Reputation: 25
I have a data frame like this, where column 1 has different values and ends with a country.
Col1 col2 Col3 col4
A 0 0 1
B 1 0 3
c 4 0 6
D 5 6 7
China na na na
A 0 1 3
B 2 4 5
C 3 5 6
D 1 2 3
E 5 3 3
England na na na
I want to achieve something like the following, so I need to create a new column with the country name manipulated until the row where the country name is is matched.
Col1 col2 Col3 col4 col5
A 0 0 1 China
B 1 0 3 china
c 4 0 6 china
D 5 6 7 china
China na na na china
A 0 1 3 England
B 2 4 5 England
C 3 5 6 England
D 1 2 3 England
E 5 3 3 England
England na na na England
...plus I have 40 other countries to work with. I am new to R and struggling with on how to achieve my desired result.
Upvotes: 2
Views: 109
Reputation: 887088
We can use replace
with na.locf
library(zoo)
df1$Col5 <- with(df1, na.locf(replace(Col1, nchar(Col1)==1, NA), fromLast=TRUE))
df1$Cpl5
#[1] "China" "China" "China" "China" "China" "England" "England"
#[8] "England" "England" "England" "England"
Or another option is data.table
library(data.table)
setDT(df1)[, Col5 := Col1[.N], cumsum(shift(nchar(Col1)>1, fill = TRUE))]
df1
# Col1 col2 Col3 col4 Col5
# 1: A 0 0 1 China
# 2: B 1 0 3 China
# 3: c 4 0 6 China
# 4: D 5 6 7 China
# 5: China na na na China
# 6: A 0 1 3 England
# 7: B 2 4 5 England
# 8: C 3 5 6 England
# 9: D 1 2 3 England
#10: E 5 3 3 England
#11: England na na na England
Upvotes: 0
Reputation: 2076
Another hacky method: Using Col1
as starting point, make all the observations having a single character NA
. Then fill the NA
s with the last value.
library(zoo)
df$col5 = df$Col1
df$col5 = ifelse(nchar(as.character(df$col5)) > 1, as.character(df$col5), NA)

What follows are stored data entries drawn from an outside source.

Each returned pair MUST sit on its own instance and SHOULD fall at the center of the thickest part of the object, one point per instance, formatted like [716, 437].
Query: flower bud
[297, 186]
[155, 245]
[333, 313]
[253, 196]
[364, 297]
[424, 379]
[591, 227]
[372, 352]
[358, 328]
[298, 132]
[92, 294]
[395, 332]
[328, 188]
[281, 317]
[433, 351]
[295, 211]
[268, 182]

df$col5 = na.locf(as.character(df$col5), fromLast = TRUE)
Upvotes: 1
Reputation: 43334
A tidyverse option:
library(tidyverse)
# convert all to appropriate types
df %>% mutate_all(as.character) %>% type_convert(na = 'na') %>%
# add column with Col1 value if a row only has one non-NA value, else NA
mutate(country = ifelse(rowSums(!is.na(.)) == 1, Col1, NA)) %>%
fill(country, .direction = 'up') %>% # replace NAs upwards with last non-NA value
filter(complete.cases(.)) # subset to rows with no NAs
## Col1 col2 Col3 col4 country
## 1 A 0 0 1 China
## 2 B 1 0 3 China
## 3 c 4 0 6 China
## 4 D 5 6 7 China
## 5 A 0 1 3 England
## 6 B 2 4 5 England
## 7 C 3 5 6 England
## 8 D 1 2 3 England
## 9 E 5 3 3 England
Upvotes: 1
Reputation: 10437
Start by creating the data structure (in the future you should provide code for doing this in your questions).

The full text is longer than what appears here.